Scope out a few of the game industry news stories from the last week below, hand-picked from across the world of games. This week, we’re looking at an upcoming Nordic Game event that will try for a hybrid physical/digital approach, how Riot Games pulled off a highly poliahed virtual esports event, how politicians are using gaming and media platforms ahead of the U.S elections, news about the still-hot Nintendo Switch and the freshly-hot indie game, Among Us, and more!
- Nordic Game to Host November Event with Limited In-Person Tickets
- The Art and Science Behind Riot’s 2020 LoL World Championships
- Creating Political Engagement Through Gaming Media Platforms
- Among Us has Quickly Become the Latest Hot Game
- Should Streamers Pay Royalties to Game Developers?
- Nintendo Switch the Best-Selling U.S Console for 22 Months
- Saving Games History by Saving Game Source Code
Nordic Game to Host November Event with Limited In-Person Tickets
While almost all events in any given business sector have been postponed, canceled or presented in a digital format for 2020, a small handful of events are exploring hybrid or even a live presence. in this case, it’s the game development-focused Nordic Game that’s bucking the trend, as this GamesInfustry.biz story details:
“Nordic Game is among the first major conferences to return to in-person events during the COVID-19 pandemic.
The event’s organizers today announced that they will host NG20+ at Slagthuset in Malmö, Sweden from November 25 to 27 while “upholding the strictest health and safety precautions.”
The event will be livestreamed as well, but “a very limited number of NG20+ pass holders” will be admitted on-site for networking and talks.”

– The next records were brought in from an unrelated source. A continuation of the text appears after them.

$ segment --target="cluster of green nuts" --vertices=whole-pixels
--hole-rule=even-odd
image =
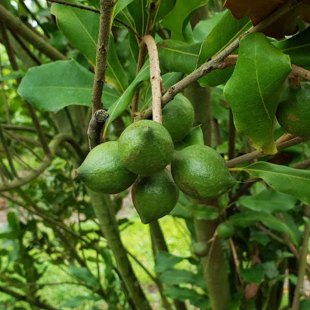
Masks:
[[[136,121],[118,141],[94,148],[76,170],[93,191],[115,194],[133,185],[132,198],[144,224],[170,213],[179,190],[191,198],[210,199],[226,193],[236,183],[223,158],[203,145],[174,150],[194,122],[191,102],[181,94],[162,111],[163,124]],[[171,171],[166,167],[171,163]]]

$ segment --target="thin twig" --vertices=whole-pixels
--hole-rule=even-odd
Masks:
[[[240,40],[246,34],[252,32],[261,32],[272,22],[297,7],[301,2],[302,2],[302,1],[289,0],[286,3],[279,6],[273,14],[269,15],[256,26],[244,32],[216,56],[209,61],[205,62],[186,77],[171,86],[165,95],[163,96],[162,99],[163,107],[164,107],[168,102],[172,100],[176,94],[186,88],[195,81],[197,81],[212,71],[220,68],[223,65],[225,59],[239,47]],[[139,115],[137,120],[149,118],[151,114],[152,107],[150,107]]]
[[[240,263],[239,260],[238,259],[238,255],[237,254],[237,251],[236,250],[236,247],[234,243],[234,241],[232,238],[229,238],[229,244],[230,245],[230,248],[231,248],[231,252],[232,252],[232,256],[234,257],[234,261],[235,262],[235,265],[237,269],[237,272],[238,274],[238,277],[239,278],[239,281],[242,287],[243,287],[244,282],[242,277],[241,276],[241,273],[240,272]]]
[[[162,114],[162,92],[161,87],[162,80],[161,76],[157,46],[153,37],[149,35],[143,37],[142,42],[143,42],[147,46],[148,55],[149,55],[149,71],[152,89],[153,120],[160,124],[162,124],[163,115]]]
[[[302,247],[300,253],[299,260],[299,267],[298,268],[298,276],[297,282],[294,292],[294,299],[292,305],[292,310],[298,310],[300,302],[301,290],[303,288],[304,277],[307,264],[307,255],[308,254],[308,242],[309,241],[309,227],[306,223],[304,224],[304,231],[303,232],[303,239]]]
[[[280,151],[285,148],[287,148],[288,147],[299,144],[301,142],[308,141],[309,139],[310,139],[310,138],[294,138],[289,141],[278,144],[277,145],[277,149],[278,149],[278,151]],[[260,152],[258,150],[256,150],[253,152],[251,152],[250,153],[248,153],[247,154],[245,154],[244,155],[241,155],[241,156],[236,157],[230,161],[228,161],[226,162],[226,164],[228,168],[232,168],[237,165],[252,160],[255,158],[260,158],[268,156],[268,154],[266,154],[263,152]]]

During this elections season in the United States, especially with so many people spending a lot of time at home, some media-savvy politicians have gone to where the people are to stimulate civic engagement, such as on Twitch or Animal Crossing, to bring up the examples mentioned in this NBC News piece:
“As the presidential election approaches, politicians and gaming companies alike are using video games to promote both voter education and turnout in November.
“They’re a primary way people of all ages kind of interact socially and entertain themselves. And so it seems quite obvious in the way that Rock the Vote, when it was developed in the 1990s, organized itself around music that we would see similar kinds of interventions happen around games,” said Laine Nooney, an assistant professor of media industries at New York University.”
Among Us has Quickly Become the Latest Hot Game
It’s not easy keeping up with the latest red-hot game pulling huge downloads and big revenue in 2020. Heck, it was only earlier this month when we called attention to another high-octane game title, the free-to-play action role-playing game, Genshin impact. but catch your breath, check out this Lifehacker story and get acquainted with InnerSloth’s Among Us (if somehow you haven’t heard about it yet):
“If your kid has been calling everything they don’t like “sus” lately, they’re probably playing Among Us. In Among Us slang, “sus” means “suspicious,” a word that sums up the appeal of the multiplayer social deduction game perfectly: It’s all about mistrust, misdirection, and paranoia. But in a fun way.”
Should Streamers Pay Royalties to Game Developers?
After a messy week of panic and concern due to DMCA content takedown notices on Twitch, the questions around licensing sparked up when the questions about game streamers paying licensing fees to their creators was brought up. GameSpot shares some of the discussion:
“The debate surrounding whether video game streamers should pay royalties to respective developers and publishers has been around for the better half of a decade. Comments made by a creative director at one of Google Stadia’s in-house studios has reignited the argument, forcing Google to distance itself from the remarks.”